Late Sunday morning, still in pajamas, I sit cross-legged on the sofa, looking through a dusty storage box for a photograph of my mom. I don’t have a specific one in mind, it’s more of a treasure hunt. I hope to find a photo I haven’t seen in so many years that it feels brand new, a gift to me on Mother’s Day. Pictures of my mom are rare, she was either hiding from the camera or behind it. I go through several stacks, but nothing yet. I open an envelope marked “Oregon 84.” My parents lived there for several years, and I visited most summers with my husband and kids. Perhaps this is the lucky deck. I flip through images of mountain landscapes, farmland dotted with mom’s sheep, and my children playing among goats. But not a single picture of my mom.

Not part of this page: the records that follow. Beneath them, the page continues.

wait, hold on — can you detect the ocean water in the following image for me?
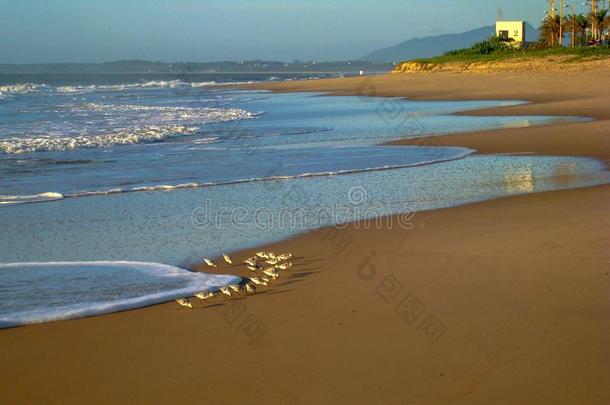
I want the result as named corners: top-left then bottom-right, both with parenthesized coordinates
top-left (0, 261), bottom-right (240, 328)
top-left (1, 73), bottom-right (608, 327)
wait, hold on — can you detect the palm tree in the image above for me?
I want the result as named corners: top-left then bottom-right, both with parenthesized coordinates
top-left (564, 14), bottom-right (579, 47)
top-left (540, 15), bottom-right (563, 46)
top-left (588, 9), bottom-right (609, 41)
top-left (602, 10), bottom-right (610, 40)
top-left (575, 14), bottom-right (590, 46)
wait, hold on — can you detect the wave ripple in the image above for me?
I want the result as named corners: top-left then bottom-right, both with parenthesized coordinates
top-left (0, 80), bottom-right (256, 97)
top-left (0, 103), bottom-right (256, 154)
top-left (0, 125), bottom-right (203, 154)
top-left (0, 261), bottom-right (240, 328)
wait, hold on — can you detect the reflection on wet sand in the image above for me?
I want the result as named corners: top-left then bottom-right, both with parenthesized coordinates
top-left (503, 120), bottom-right (532, 129)
top-left (553, 161), bottom-right (577, 188)
top-left (503, 160), bottom-right (607, 195)
top-left (504, 164), bottom-right (534, 194)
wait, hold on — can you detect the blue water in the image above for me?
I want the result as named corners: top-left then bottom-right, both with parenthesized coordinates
top-left (0, 262), bottom-right (240, 328)
top-left (0, 74), bottom-right (607, 327)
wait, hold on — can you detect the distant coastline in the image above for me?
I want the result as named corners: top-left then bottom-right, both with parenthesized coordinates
top-left (0, 60), bottom-right (393, 74)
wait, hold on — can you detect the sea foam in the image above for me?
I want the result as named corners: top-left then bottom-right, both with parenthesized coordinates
top-left (0, 192), bottom-right (64, 206)
top-left (0, 80), bottom-right (257, 97)
top-left (0, 125), bottom-right (202, 154)
top-left (0, 261), bottom-right (241, 328)
top-left (0, 102), bottom-right (255, 154)
top-left (0, 83), bottom-right (49, 96)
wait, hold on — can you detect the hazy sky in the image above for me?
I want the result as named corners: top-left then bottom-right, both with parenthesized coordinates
top-left (0, 0), bottom-right (561, 63)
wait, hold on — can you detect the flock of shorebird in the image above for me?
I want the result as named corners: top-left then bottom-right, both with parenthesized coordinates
top-left (175, 251), bottom-right (294, 309)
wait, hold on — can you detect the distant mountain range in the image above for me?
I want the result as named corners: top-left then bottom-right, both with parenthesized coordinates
top-left (362, 23), bottom-right (539, 63)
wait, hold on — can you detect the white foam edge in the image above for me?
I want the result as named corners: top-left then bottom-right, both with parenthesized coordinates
top-left (0, 261), bottom-right (241, 328)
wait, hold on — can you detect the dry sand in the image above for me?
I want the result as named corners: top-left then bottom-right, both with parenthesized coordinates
top-left (1, 70), bottom-right (609, 404)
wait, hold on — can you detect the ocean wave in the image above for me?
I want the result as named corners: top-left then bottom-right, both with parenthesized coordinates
top-left (0, 192), bottom-right (64, 206)
top-left (0, 80), bottom-right (258, 97)
top-left (65, 102), bottom-right (261, 124)
top-left (0, 102), bottom-right (257, 154)
top-left (78, 102), bottom-right (259, 118)
top-left (0, 125), bottom-right (208, 154)
top-left (56, 80), bottom-right (216, 92)
top-left (1, 147), bottom-right (474, 206)
top-left (0, 261), bottom-right (241, 328)
top-left (0, 83), bottom-right (49, 96)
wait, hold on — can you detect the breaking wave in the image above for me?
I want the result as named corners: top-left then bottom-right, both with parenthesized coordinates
top-left (0, 83), bottom-right (49, 96)
top-left (56, 79), bottom-right (259, 93)
top-left (0, 261), bottom-right (241, 328)
top-left (0, 125), bottom-right (209, 154)
top-left (0, 192), bottom-right (65, 206)
top-left (0, 80), bottom-right (257, 97)
top-left (0, 102), bottom-right (257, 154)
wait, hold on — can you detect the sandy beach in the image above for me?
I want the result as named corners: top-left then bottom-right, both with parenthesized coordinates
top-left (1, 70), bottom-right (609, 404)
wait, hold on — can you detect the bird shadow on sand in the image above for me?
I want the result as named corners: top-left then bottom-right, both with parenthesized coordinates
top-left (296, 257), bottom-right (324, 265)
top-left (282, 279), bottom-right (304, 286)
top-left (259, 289), bottom-right (293, 296)
top-left (193, 303), bottom-right (225, 310)
top-left (289, 269), bottom-right (322, 279)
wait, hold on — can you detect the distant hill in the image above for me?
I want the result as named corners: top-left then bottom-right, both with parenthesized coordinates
top-left (362, 23), bottom-right (539, 63)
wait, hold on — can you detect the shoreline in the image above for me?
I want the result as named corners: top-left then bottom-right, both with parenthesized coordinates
top-left (243, 71), bottom-right (610, 163)
top-left (1, 70), bottom-right (609, 404)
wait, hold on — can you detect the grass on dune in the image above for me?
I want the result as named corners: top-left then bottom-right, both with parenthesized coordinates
top-left (409, 45), bottom-right (610, 65)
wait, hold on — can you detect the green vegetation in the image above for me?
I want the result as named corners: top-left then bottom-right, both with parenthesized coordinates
top-left (404, 7), bottom-right (610, 66)
top-left (541, 9), bottom-right (609, 47)
top-left (443, 37), bottom-right (511, 57)
top-left (411, 45), bottom-right (609, 64)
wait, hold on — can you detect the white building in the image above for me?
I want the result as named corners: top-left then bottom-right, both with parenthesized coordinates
top-left (496, 21), bottom-right (526, 46)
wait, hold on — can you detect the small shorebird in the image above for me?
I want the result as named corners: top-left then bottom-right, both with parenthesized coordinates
top-left (249, 277), bottom-right (268, 286)
top-left (263, 267), bottom-right (279, 279)
top-left (195, 292), bottom-right (214, 300)
top-left (175, 298), bottom-right (193, 308)
top-left (245, 283), bottom-right (257, 294)
top-left (265, 258), bottom-right (279, 265)
top-left (223, 253), bottom-right (232, 264)
top-left (256, 252), bottom-right (269, 259)
top-left (267, 252), bottom-right (276, 259)
top-left (228, 284), bottom-right (241, 293)
top-left (247, 262), bottom-right (263, 271)
top-left (244, 258), bottom-right (257, 266)
top-left (203, 257), bottom-right (217, 268)
top-left (276, 262), bottom-right (293, 271)
top-left (261, 276), bottom-right (271, 283)
top-left (277, 253), bottom-right (293, 261)
top-left (220, 286), bottom-right (232, 297)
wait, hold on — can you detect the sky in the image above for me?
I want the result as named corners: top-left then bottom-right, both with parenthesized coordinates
top-left (0, 0), bottom-right (563, 64)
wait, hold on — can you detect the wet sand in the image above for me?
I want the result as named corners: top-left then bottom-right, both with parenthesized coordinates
top-left (1, 70), bottom-right (609, 404)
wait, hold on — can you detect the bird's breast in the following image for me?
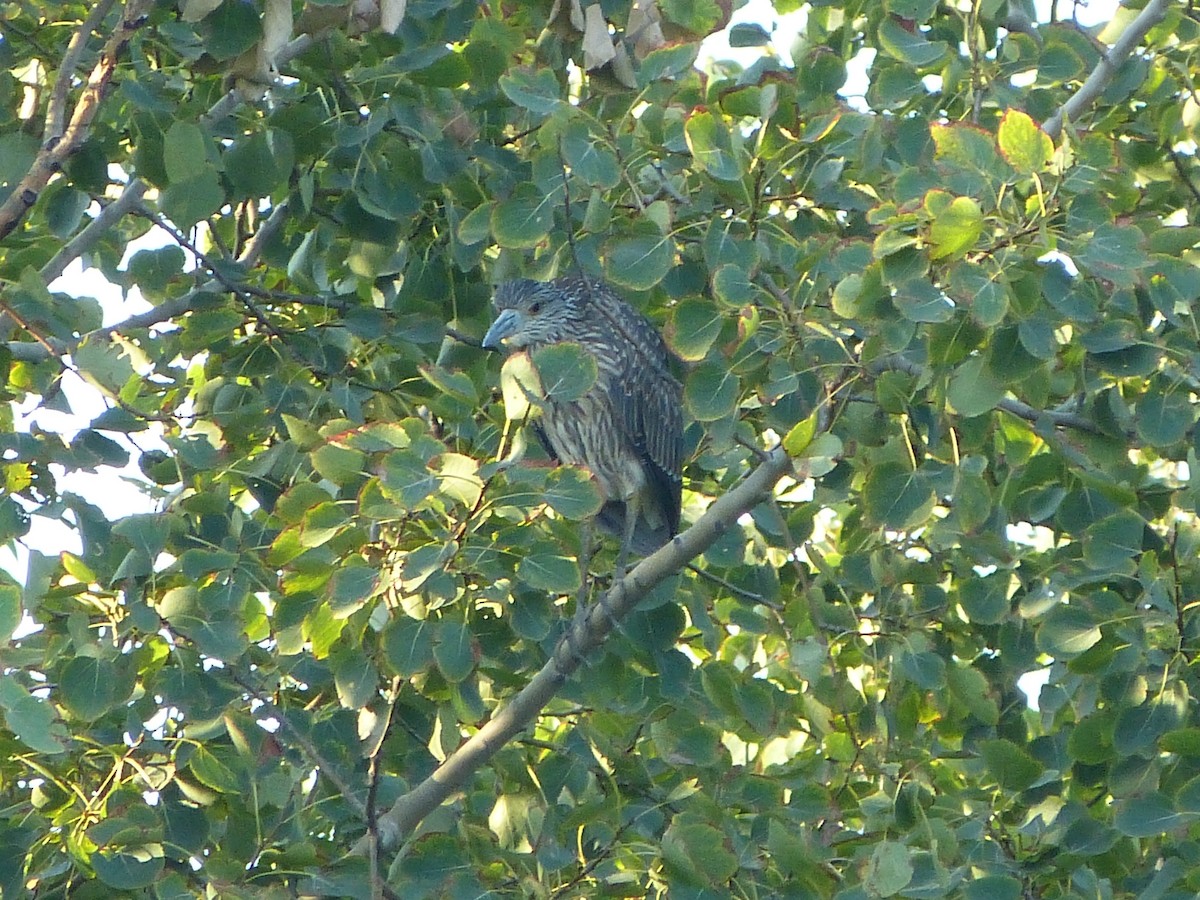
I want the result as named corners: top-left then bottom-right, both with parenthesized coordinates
top-left (541, 389), bottom-right (645, 503)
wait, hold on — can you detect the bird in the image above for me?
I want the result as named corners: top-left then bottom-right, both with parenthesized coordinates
top-left (481, 275), bottom-right (683, 573)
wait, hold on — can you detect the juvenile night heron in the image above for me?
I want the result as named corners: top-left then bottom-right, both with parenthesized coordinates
top-left (482, 275), bottom-right (683, 572)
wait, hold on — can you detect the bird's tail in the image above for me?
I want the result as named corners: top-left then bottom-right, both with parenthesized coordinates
top-left (596, 501), bottom-right (672, 557)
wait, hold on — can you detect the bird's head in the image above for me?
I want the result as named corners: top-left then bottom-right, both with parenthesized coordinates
top-left (482, 279), bottom-right (577, 351)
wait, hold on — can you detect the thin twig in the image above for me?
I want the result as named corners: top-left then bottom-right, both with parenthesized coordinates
top-left (869, 354), bottom-right (1105, 435)
top-left (228, 670), bottom-right (369, 820)
top-left (1170, 148), bottom-right (1200, 207)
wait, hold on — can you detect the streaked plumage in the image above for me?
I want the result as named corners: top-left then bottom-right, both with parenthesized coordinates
top-left (482, 275), bottom-right (683, 555)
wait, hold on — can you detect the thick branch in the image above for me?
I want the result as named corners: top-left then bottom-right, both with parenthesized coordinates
top-left (1042, 0), bottom-right (1170, 139)
top-left (45, 0), bottom-right (119, 142)
top-left (350, 447), bottom-right (796, 857)
top-left (0, 0), bottom-right (151, 242)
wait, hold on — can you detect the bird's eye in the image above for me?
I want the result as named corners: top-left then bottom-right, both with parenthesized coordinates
top-left (529, 302), bottom-right (542, 314)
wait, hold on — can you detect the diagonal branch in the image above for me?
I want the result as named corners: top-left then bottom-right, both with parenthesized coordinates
top-left (1042, 0), bottom-right (1170, 139)
top-left (350, 446), bottom-right (796, 857)
top-left (45, 0), bottom-right (119, 143)
top-left (0, 0), bottom-right (152, 243)
top-left (7, 199), bottom-right (292, 365)
top-left (869, 354), bottom-right (1104, 435)
top-left (40, 180), bottom-right (148, 285)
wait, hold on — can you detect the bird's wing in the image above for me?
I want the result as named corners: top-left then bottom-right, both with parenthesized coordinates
top-left (554, 276), bottom-right (684, 535)
top-left (621, 359), bottom-right (683, 535)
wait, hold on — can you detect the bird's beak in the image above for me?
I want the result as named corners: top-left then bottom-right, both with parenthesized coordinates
top-left (482, 308), bottom-right (521, 350)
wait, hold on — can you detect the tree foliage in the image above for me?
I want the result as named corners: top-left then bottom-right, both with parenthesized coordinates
top-left (1, 0), bottom-right (1199, 896)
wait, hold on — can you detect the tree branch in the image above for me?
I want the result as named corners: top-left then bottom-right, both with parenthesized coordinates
top-left (8, 199), bottom-right (292, 364)
top-left (45, 0), bottom-right (119, 143)
top-left (869, 354), bottom-right (1104, 434)
top-left (350, 446), bottom-right (797, 856)
top-left (40, 180), bottom-right (148, 285)
top-left (0, 0), bottom-right (152, 242)
top-left (1042, 0), bottom-right (1170, 139)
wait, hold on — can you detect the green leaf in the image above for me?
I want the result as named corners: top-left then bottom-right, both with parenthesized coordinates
top-left (187, 745), bottom-right (241, 793)
top-left (499, 352), bottom-right (543, 423)
top-left (491, 195), bottom-right (554, 249)
top-left (897, 648), bottom-right (944, 689)
top-left (711, 264), bottom-right (757, 307)
top-left (1113, 698), bottom-right (1184, 755)
top-left (562, 122), bottom-right (620, 189)
top-left (928, 195), bottom-right (983, 260)
top-left (958, 576), bottom-right (1009, 624)
top-left (885, 0), bottom-right (937, 21)
top-left (637, 43), bottom-right (700, 85)
top-left (667, 298), bottom-right (724, 361)
top-left (661, 815), bottom-right (738, 886)
top-left (160, 169), bottom-right (224, 228)
top-left (517, 549), bottom-right (580, 593)
top-left (1114, 793), bottom-right (1193, 837)
top-left (74, 339), bottom-right (137, 393)
top-left (863, 841), bottom-right (913, 898)
top-left (46, 186), bottom-right (90, 239)
top-left (1137, 388), bottom-right (1192, 447)
top-left (946, 664), bottom-right (999, 725)
top-left (163, 121), bottom-right (210, 184)
top-left (59, 657), bottom-right (120, 721)
top-left (1039, 41), bottom-right (1084, 82)
top-left (543, 467), bottom-right (603, 519)
top-left (434, 620), bottom-right (475, 682)
top-left (199, 0), bottom-right (263, 59)
top-left (311, 443), bottom-right (366, 486)
top-left (127, 245), bottom-right (186, 302)
top-left (1083, 510), bottom-right (1144, 569)
top-left (498, 68), bottom-right (564, 117)
top-left (878, 15), bottom-right (947, 67)
top-left (863, 463), bottom-right (935, 530)
top-left (1075, 224), bottom-right (1148, 285)
top-left (333, 651), bottom-right (378, 709)
top-left (931, 123), bottom-right (1002, 173)
top-left (225, 129), bottom-right (294, 198)
top-left (531, 342), bottom-right (598, 402)
top-left (383, 617), bottom-right (435, 676)
top-left (0, 577), bottom-right (19, 641)
top-left (0, 681), bottom-right (68, 754)
top-left (782, 411), bottom-right (819, 456)
top-left (964, 876), bottom-right (1021, 900)
top-left (893, 278), bottom-right (953, 322)
top-left (652, 710), bottom-right (722, 766)
top-left (1161, 727), bottom-right (1200, 757)
top-left (1060, 817), bottom-right (1119, 856)
top-left (659, 0), bottom-right (722, 36)
top-left (997, 109), bottom-right (1053, 176)
top-left (1036, 605), bottom-right (1101, 658)
top-left (91, 851), bottom-right (165, 890)
top-left (684, 362), bottom-right (739, 422)
top-left (602, 232), bottom-right (674, 290)
top-left (979, 738), bottom-right (1042, 792)
top-left (329, 564), bottom-right (378, 617)
top-left (947, 357), bottom-right (1004, 417)
top-left (684, 111), bottom-right (743, 181)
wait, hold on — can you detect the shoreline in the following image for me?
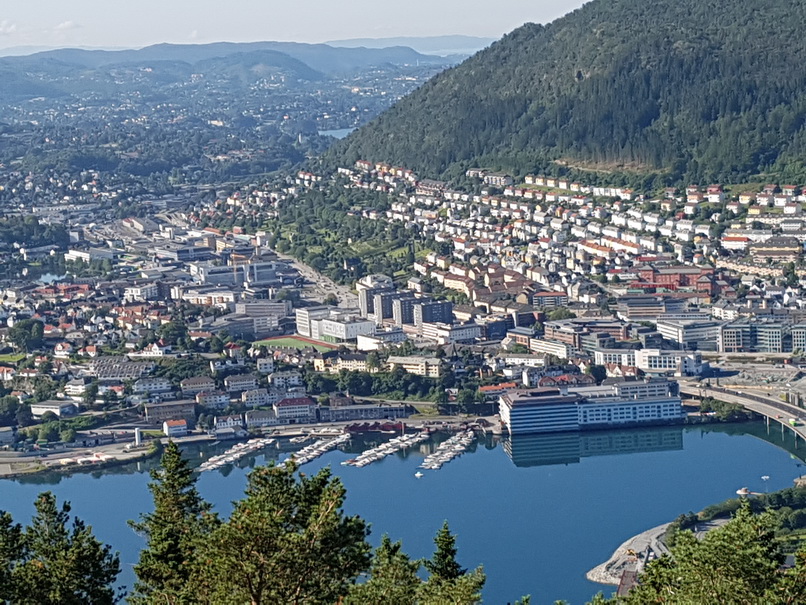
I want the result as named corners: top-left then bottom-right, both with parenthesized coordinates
top-left (0, 417), bottom-right (482, 481)
top-left (586, 522), bottom-right (671, 585)
top-left (0, 444), bottom-right (162, 481)
top-left (587, 518), bottom-right (732, 585)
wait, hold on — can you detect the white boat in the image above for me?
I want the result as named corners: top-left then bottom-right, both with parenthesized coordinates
top-left (415, 471), bottom-right (424, 478)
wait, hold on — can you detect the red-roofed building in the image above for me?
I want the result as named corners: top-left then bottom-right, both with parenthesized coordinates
top-left (162, 419), bottom-right (188, 438)
top-left (478, 382), bottom-right (520, 401)
top-left (538, 374), bottom-right (596, 387)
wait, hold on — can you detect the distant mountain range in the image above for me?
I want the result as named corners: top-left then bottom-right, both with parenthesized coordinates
top-left (0, 41), bottom-right (453, 101)
top-left (326, 35), bottom-right (494, 56)
top-left (331, 0), bottom-right (806, 185)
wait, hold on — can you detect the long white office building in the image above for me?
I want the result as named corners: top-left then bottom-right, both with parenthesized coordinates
top-left (499, 388), bottom-right (684, 435)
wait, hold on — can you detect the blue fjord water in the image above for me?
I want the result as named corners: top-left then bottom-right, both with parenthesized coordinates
top-left (1, 422), bottom-right (804, 605)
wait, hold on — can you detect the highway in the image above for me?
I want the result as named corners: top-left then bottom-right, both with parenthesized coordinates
top-left (678, 382), bottom-right (806, 442)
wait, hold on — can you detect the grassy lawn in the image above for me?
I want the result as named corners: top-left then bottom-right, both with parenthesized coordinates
top-left (0, 353), bottom-right (25, 364)
top-left (253, 336), bottom-right (336, 352)
top-left (410, 403), bottom-right (440, 416)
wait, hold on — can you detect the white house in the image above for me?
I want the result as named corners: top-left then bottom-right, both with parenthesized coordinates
top-left (163, 419), bottom-right (188, 438)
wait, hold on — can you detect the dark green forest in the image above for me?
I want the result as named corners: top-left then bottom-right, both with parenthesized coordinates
top-left (332, 0), bottom-right (806, 185)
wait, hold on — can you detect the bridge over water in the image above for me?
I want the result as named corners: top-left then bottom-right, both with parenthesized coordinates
top-left (678, 382), bottom-right (806, 444)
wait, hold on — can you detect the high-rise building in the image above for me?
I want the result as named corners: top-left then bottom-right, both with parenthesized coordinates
top-left (414, 299), bottom-right (453, 326)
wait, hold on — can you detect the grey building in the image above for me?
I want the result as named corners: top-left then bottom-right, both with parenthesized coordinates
top-left (414, 299), bottom-right (453, 326)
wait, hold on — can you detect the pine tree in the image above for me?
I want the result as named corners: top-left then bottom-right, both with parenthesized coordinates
top-left (194, 460), bottom-right (371, 605)
top-left (417, 567), bottom-right (486, 605)
top-left (420, 521), bottom-right (485, 604)
top-left (0, 510), bottom-right (22, 600)
top-left (0, 492), bottom-right (121, 605)
top-left (425, 521), bottom-right (466, 581)
top-left (346, 535), bottom-right (422, 605)
top-left (129, 441), bottom-right (215, 605)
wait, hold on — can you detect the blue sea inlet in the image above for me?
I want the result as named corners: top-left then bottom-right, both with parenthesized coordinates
top-left (1, 422), bottom-right (804, 604)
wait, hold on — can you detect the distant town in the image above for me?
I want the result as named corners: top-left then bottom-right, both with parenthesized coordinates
top-left (3, 141), bottom-right (806, 471)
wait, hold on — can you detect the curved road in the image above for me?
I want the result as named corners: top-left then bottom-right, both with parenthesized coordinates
top-left (678, 382), bottom-right (806, 442)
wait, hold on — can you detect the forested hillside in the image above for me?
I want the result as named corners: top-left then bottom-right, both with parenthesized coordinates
top-left (332, 0), bottom-right (806, 185)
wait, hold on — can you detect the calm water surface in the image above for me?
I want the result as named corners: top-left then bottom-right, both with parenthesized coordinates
top-left (319, 127), bottom-right (355, 139)
top-left (2, 422), bottom-right (804, 605)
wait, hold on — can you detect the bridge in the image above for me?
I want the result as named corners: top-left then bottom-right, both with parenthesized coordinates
top-left (678, 382), bottom-right (806, 444)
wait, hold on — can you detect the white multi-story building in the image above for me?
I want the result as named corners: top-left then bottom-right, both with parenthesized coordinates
top-left (593, 349), bottom-right (637, 366)
top-left (214, 415), bottom-right (244, 430)
top-left (241, 388), bottom-right (271, 408)
top-left (134, 376), bottom-right (173, 394)
top-left (356, 329), bottom-right (407, 351)
top-left (295, 307), bottom-right (331, 338)
top-left (245, 409), bottom-right (280, 428)
top-left (529, 338), bottom-right (572, 359)
top-left (256, 357), bottom-right (275, 374)
top-left (125, 283), bottom-right (159, 303)
top-left (420, 322), bottom-right (481, 345)
top-left (196, 391), bottom-right (230, 409)
top-left (634, 349), bottom-right (703, 376)
top-left (273, 397), bottom-right (316, 423)
top-left (268, 371), bottom-right (303, 390)
top-left (224, 373), bottom-right (259, 393)
top-left (499, 388), bottom-right (683, 434)
top-left (386, 356), bottom-right (442, 377)
top-left (656, 320), bottom-right (722, 350)
top-left (318, 317), bottom-right (376, 342)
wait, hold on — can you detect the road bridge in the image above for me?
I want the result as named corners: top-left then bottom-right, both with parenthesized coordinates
top-left (678, 382), bottom-right (806, 444)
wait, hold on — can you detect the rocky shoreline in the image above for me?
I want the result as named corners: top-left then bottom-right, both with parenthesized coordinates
top-left (586, 522), bottom-right (671, 585)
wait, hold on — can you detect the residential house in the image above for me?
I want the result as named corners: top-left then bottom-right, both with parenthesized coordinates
top-left (163, 419), bottom-right (188, 438)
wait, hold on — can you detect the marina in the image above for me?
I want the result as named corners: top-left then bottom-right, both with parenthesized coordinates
top-left (197, 437), bottom-right (277, 472)
top-left (419, 430), bottom-right (476, 471)
top-left (341, 431), bottom-right (431, 468)
top-left (288, 433), bottom-right (351, 465)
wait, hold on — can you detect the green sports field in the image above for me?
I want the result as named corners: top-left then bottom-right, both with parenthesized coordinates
top-left (252, 336), bottom-right (336, 352)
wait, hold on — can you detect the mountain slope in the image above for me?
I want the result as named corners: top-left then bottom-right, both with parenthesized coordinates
top-left (332, 0), bottom-right (806, 183)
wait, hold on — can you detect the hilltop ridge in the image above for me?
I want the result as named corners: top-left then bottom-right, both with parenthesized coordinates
top-left (331, 0), bottom-right (806, 184)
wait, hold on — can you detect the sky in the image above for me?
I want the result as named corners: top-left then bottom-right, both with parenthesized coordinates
top-left (0, 0), bottom-right (589, 50)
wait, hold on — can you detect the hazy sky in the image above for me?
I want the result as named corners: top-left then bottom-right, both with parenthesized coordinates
top-left (0, 0), bottom-right (589, 49)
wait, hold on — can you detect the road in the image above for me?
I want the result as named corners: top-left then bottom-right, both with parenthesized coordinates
top-left (273, 251), bottom-right (358, 308)
top-left (678, 382), bottom-right (806, 442)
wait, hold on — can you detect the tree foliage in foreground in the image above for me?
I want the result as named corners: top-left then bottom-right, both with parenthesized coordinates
top-left (346, 523), bottom-right (486, 605)
top-left (0, 492), bottom-right (121, 605)
top-left (128, 445), bottom-right (486, 605)
top-left (192, 461), bottom-right (372, 605)
top-left (601, 499), bottom-right (806, 605)
top-left (129, 441), bottom-right (216, 605)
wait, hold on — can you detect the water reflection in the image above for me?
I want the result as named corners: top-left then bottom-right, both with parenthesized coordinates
top-left (10, 423), bottom-right (806, 486)
top-left (502, 422), bottom-right (806, 468)
top-left (503, 427), bottom-right (685, 467)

Happily reminiscing I am suddenly confused by an image. It’s out of place, the setting all wrong. Taken a couple years after my divorce it doesn’t belong in this stack. I fix my eyes on him. He is glancing over his shoulder toward the camera. I had called his name and snapped the shot. I study the next few photos; one he took me, my mirrored reflection as I applied mascara. Another I took of him napping on my bed. And the last one, I had set the timer on my old 35mm camera and captured the two of us in the shower. Only our wet heads and bare shoulders exposed. I could have sworn I had thrown away these photographs. We didn’t last, and I wanted to erase all reminders of him, of us. It was nearly twenty-five years before I saw him again. Betting on destiny, I had high hopes for another chance. And then no hope at all.
A few years ago finding these pictures would have prompted me to call him, a sign from the Universe I simply couldn’t ignore. And while I still believe in the magic of the Universe, I interpret its messages differently now. I no longer see them as calls to action. I think of them more as food for thought. So, I thought a lot. I wondered why I had been drawn to him so many years later. Why had I pinned so much hope on him?. The answers were in the photographs resting in my hands. There was something alluring about old romance rekindled. I fell in love with our history. Love found, and lost, and found again. I’ve always been a sucker for a good story, second chances and happy endings. He loved a good story too, but he didn’t need to revisit the past to find one. He was always certain there was something, or someone, better ahead. And he found it.
I come up empty handed in the search for a photograph of my mom. I settle for one she took of us kids, her greatest treasure, and that makes me smile. As for the pictures I found of him and me? Well, they were mixed in with a zillion other memories, another chapter in my life. Not my whole life.
I didn’t find the prize photo, but I did find perspective.